If the Bank of Montreal deal is successful, other Canadian banks may follow its lead, providing banks with more financing to keep making mortgages, said Marc Goldfried, chief investment officer at Canoe Financial. The net result may be that housing prices in Canada keep rising.

"Right now the banks don't have any other way to fund it, so there's probably some form of internal limit on this kind of mortgage financing they'll do," Goldfried said by phone from Toronto.

But the Bank of Montreal deal may find headwinds, said Paul Gardner, partner and portfolio manager at Avenue Investment Management Inc. Canada last year tightened access to the federal insurance to help tamp down rapid home price growth in areas like Toronto and Vancouver. The federal government or Ontario could craft more legislation to cool the housing market, Gardner said.

The province's finance minister is considering a foreign-buyers tax like the one that helped cool home prices in Vancouver. Canadian finance minister Bill Morneau, Ontario finance minister Charles Sousa, and Mayor John Tory are meeting in Toronto Tuesday to discuss the housing market in the Greater Toronto Area.

"Residential mortgages, my God, it's the last thing you want to invest in right now," Gardner said by phone from Toronto. "When the capital markets are flush with cash, it makes sense that they would try at least to issue this stuff."

Gardner said has not looked at these particular securities.

Canadian banks have used covered bond programs and asset-backed commercial paper programs to securitize mortgages that do not carry government insurance, but have yet to issue term residential mortgage-backed securities unless they were through a government-sponsored program.

The Bank of Montreal bond is backed by C$1.96 billion of prime residential mortgages, more than half of which are in Ontario and Quebec, according to a Moody's presale report. Around 95% of the securities in the transaction will be rated Aaa. The lowest rated portion will be B2, and there is a nonrated portion as well, the bond grader said.
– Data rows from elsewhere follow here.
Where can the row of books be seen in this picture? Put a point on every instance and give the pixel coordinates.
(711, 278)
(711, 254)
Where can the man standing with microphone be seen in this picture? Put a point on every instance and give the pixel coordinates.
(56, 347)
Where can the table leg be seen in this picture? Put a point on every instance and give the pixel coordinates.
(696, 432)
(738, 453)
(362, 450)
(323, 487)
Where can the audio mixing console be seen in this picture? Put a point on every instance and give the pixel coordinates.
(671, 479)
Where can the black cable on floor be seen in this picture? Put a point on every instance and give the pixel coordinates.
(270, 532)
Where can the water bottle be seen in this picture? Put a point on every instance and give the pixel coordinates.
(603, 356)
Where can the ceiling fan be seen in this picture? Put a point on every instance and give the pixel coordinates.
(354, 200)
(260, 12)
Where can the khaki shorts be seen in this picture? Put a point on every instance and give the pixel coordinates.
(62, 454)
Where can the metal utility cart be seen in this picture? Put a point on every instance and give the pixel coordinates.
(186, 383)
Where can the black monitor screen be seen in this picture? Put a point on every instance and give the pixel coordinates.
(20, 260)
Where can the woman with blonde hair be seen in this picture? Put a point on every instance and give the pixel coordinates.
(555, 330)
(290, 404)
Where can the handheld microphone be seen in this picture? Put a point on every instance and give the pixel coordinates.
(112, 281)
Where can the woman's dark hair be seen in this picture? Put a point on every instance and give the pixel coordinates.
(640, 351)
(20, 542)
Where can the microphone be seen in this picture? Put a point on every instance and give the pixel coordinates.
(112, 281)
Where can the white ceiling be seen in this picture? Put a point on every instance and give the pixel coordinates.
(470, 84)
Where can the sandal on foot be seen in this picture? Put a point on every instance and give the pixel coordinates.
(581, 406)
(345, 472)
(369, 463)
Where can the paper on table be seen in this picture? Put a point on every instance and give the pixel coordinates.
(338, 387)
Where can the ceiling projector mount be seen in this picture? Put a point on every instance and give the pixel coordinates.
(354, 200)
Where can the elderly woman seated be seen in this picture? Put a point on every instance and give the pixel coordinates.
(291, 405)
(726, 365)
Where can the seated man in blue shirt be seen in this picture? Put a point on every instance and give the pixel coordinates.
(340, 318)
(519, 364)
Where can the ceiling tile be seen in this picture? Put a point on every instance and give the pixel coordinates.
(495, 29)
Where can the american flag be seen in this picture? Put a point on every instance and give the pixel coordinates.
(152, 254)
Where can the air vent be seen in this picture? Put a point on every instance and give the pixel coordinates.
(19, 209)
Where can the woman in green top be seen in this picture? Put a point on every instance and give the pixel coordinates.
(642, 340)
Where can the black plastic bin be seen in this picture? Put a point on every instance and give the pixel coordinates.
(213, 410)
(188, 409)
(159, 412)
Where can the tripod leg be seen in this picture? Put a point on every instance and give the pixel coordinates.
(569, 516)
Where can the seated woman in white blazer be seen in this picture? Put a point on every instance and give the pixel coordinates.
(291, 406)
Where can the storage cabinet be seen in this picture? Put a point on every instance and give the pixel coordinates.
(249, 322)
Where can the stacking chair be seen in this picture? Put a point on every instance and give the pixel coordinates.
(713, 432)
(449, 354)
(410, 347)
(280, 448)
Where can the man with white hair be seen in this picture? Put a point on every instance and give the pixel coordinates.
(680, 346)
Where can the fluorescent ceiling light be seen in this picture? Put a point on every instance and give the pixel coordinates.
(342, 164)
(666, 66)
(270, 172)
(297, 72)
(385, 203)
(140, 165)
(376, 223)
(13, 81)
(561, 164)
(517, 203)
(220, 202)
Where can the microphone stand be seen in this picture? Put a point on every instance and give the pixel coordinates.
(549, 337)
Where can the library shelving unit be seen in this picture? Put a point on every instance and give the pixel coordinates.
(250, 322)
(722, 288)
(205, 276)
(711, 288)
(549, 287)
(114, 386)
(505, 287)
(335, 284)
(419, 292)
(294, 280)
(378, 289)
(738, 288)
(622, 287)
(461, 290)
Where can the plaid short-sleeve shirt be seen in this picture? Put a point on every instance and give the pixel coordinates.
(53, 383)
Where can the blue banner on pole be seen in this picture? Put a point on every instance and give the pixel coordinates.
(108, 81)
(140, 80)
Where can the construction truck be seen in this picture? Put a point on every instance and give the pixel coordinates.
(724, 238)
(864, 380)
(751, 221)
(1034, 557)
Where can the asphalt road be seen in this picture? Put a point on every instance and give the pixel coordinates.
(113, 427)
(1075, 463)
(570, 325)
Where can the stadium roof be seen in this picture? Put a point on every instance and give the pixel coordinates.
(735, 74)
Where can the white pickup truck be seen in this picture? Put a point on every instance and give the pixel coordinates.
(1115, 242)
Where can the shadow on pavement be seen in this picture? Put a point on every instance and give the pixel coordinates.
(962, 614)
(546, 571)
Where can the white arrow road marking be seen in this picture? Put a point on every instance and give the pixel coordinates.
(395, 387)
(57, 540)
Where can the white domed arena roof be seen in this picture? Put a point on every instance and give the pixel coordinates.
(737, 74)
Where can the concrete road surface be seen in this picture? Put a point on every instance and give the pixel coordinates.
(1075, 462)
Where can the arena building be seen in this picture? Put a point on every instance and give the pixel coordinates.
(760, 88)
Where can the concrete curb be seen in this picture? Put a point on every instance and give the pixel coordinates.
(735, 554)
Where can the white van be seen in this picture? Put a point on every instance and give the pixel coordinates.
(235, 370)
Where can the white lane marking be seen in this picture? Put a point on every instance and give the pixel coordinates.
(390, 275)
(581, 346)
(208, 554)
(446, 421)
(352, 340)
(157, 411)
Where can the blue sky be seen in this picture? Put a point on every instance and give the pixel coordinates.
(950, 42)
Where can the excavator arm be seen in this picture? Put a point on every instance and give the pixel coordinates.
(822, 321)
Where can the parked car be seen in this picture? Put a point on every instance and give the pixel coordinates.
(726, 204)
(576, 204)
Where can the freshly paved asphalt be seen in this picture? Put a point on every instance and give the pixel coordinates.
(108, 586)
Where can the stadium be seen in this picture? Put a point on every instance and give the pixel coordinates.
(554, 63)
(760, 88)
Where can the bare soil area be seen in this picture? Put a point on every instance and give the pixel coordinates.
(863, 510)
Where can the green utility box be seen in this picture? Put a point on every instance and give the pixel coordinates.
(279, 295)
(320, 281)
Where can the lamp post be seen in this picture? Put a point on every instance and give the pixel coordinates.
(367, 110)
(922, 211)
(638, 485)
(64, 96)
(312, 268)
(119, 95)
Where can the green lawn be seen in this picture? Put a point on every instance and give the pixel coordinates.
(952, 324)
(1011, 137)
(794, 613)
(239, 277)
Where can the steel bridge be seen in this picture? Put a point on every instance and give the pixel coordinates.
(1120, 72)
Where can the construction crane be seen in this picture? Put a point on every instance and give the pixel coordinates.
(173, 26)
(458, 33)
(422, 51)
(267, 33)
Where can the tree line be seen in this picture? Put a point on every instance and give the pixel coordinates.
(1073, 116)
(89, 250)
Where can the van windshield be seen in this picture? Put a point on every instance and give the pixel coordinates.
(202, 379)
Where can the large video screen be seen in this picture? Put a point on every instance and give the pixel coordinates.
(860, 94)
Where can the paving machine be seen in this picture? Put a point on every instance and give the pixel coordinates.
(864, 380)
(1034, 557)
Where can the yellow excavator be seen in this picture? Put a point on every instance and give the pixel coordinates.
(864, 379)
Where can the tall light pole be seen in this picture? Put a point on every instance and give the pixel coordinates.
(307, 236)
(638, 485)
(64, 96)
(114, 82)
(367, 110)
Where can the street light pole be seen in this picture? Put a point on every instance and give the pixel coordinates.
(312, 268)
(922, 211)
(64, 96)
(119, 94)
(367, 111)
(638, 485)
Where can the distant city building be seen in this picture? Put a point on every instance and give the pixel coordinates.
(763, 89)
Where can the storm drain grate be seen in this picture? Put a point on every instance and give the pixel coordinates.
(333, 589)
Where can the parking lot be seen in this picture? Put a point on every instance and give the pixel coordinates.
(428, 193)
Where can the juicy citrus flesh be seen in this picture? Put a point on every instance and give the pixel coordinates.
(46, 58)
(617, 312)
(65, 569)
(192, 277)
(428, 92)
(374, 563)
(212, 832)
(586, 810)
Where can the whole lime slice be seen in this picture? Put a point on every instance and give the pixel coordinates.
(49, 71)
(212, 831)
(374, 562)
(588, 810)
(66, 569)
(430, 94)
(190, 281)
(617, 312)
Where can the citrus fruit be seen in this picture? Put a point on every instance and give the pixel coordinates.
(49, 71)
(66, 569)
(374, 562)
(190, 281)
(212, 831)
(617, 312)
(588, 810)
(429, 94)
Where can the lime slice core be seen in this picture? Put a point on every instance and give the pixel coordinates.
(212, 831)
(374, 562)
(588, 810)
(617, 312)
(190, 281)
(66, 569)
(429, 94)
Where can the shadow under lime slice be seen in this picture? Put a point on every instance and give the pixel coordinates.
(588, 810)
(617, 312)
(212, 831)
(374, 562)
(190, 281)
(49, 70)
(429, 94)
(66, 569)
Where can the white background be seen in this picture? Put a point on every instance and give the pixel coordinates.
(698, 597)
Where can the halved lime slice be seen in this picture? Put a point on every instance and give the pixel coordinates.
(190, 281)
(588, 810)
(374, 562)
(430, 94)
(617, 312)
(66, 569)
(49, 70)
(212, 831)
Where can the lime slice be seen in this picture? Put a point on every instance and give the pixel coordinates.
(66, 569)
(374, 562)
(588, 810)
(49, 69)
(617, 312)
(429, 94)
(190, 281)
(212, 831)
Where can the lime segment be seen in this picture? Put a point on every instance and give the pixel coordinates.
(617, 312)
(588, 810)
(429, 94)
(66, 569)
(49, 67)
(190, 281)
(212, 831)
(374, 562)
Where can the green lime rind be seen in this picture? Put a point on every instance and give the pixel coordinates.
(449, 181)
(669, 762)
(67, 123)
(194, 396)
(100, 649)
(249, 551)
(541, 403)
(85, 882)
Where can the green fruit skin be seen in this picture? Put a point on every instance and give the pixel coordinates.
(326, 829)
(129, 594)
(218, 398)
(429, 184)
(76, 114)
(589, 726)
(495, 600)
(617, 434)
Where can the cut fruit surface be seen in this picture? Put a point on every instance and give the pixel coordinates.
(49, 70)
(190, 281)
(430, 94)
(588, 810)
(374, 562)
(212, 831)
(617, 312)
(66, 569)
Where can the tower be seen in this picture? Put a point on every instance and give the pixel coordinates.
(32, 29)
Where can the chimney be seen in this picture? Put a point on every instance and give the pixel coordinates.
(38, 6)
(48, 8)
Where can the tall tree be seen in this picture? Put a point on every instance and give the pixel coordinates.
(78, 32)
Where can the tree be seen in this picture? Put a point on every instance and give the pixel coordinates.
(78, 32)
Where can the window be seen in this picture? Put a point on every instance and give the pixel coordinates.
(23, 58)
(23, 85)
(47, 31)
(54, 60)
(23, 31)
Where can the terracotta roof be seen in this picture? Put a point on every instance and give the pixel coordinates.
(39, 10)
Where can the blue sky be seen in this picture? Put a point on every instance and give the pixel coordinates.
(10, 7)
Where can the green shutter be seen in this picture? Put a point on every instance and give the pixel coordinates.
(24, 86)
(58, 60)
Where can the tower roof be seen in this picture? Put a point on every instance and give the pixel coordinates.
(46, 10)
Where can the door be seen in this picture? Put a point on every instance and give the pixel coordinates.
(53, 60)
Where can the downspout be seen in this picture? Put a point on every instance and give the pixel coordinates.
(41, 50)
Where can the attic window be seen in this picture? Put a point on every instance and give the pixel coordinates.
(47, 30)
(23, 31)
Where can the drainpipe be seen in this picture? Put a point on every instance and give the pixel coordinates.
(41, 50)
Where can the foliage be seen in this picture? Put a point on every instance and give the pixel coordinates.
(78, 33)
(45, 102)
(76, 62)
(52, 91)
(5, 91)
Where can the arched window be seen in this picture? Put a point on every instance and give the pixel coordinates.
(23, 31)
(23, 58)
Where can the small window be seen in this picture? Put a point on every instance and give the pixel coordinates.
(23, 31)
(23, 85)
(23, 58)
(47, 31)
Representatives for Bank of Montreal were not immediately available for comment.

"This is a really unique deal in the Canadian market," Richard Hunt, an analyst at Moody's Investors Service who rated the deal, said in an interview. "Given the pent-up demand that we think is out there on the part of banks and nonbanks to have a vehicle to fund their residential mortgages, to have an RMBS market, we think this could be a significant transaction."

The bank will offer to renew the mortgage loans at the end of their term if the borrower is not in default, and if the borrower satisfies the bank's underwriting criteria at the time, which mitigates some of the risk of borrowers not being able to refinance. Canadian mortgage loans generally have a five-year term, and borrowers pay down their principal at a 25- to 30-year pace meaning they usually have to refinance a significant portion of their loan every five years.